Giorgio Armani is changing its U.S. team
Giorgio Armani is changing its U.S. team

Graziano de Boni step down as chief executive officer of Giorgio Armani corp.

After nearly four years in the role, Graziano de Boni will step down as chief executive officer of Giorgio Armani Corp., the North American subsidiary of the Armani Group. He will be succeeded by Giuseppe Marsocci, ceo of Armani’s Swiss branch who heads the Armani Group’s worldwide Diffusion Division.

Marsocci, who starts his new role on Jan. 1, will relocate to New York and report to Livio Proli, worldwide managing director. Marsocci has been in his present role since 2010, having joined Armani in 2003.

De Boni, whose resignation is effective at the end of the year, was unavailable Wednesday for comment on his plans. “I would like to thank Graziano for his contribution to the growth of the North American business over the last four years, and I wish him all the best for his future endeavors,” said Giorgio Armani, chairman and ceo of the Armani Group.

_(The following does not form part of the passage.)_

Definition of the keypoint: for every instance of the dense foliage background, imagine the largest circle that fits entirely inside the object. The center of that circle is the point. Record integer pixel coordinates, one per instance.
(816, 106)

De Boni joined Armani in January 2011 at a time when the U.S. arm was looking to capitalize on the momentum of the Italian house. He initiated a multipronged strategic plan that included strengthening the main Giorgio Armani brand for women and men, which serves as the umbrella for the other U.S. brands such as Armani Collezioni, Emporio Armani, Armani Jeans and Armani Junior. At the time of his hiring, de Boni said his initial focus would be to develop the Giorgio Armani main line, which had always done well in its own freestanding stores, but hadn’t been developed to the extent that it should have at wholesale. He said women’s was further developed than men’s, which was in just a handful of stores in America.

Industry sources said Armani’s business is doing well in North America and is on a good path. When de Boni joined Armani, the North American business accounted for 17.3 percent of the group’s total business. Today, North America accounts for 20 percent of the overall net revenues, according to a spokesman. One of de Boni’s goals was to expand the number of freestanding Giorgio Armani stores in North America, which in 2011 numbered 12. Today there are 19.

Another opportunity was to expand the number of Emporio Armani stores, which in 2011 numbered nine. Today there are 16. Overall, there are 97 directly operated Armani stores in North America, excluding A|X Armani Exchange, which has 110 units. The 97-unit figure includes the Giorgio Armani stores, 16 Emporio Armani units, three Armani Casa stores, three Armani Jeans ones, six Collezioni units, as well as shops-in-shop.

De Boni has had a diversified career in the luxury fashion business. Prior to joining Armani, he was president of Reed Krakoff for one year. Before that he was president and ceo of Prada USA for 18 months, and earlier was with Valentino, where he was president of worldwide sales, marketing and retail, in addition to president and CEO ofValentino USA. During his time at Valentino, de Boni was credited with building sales in America from $24 million in 2002 to $67 million in 2006. Previously, he was president and ceo of Marzotto USA. Earlier in his career, he was with Hugo Boss, then a division of Marzotto, for six years, rising to executive vice president.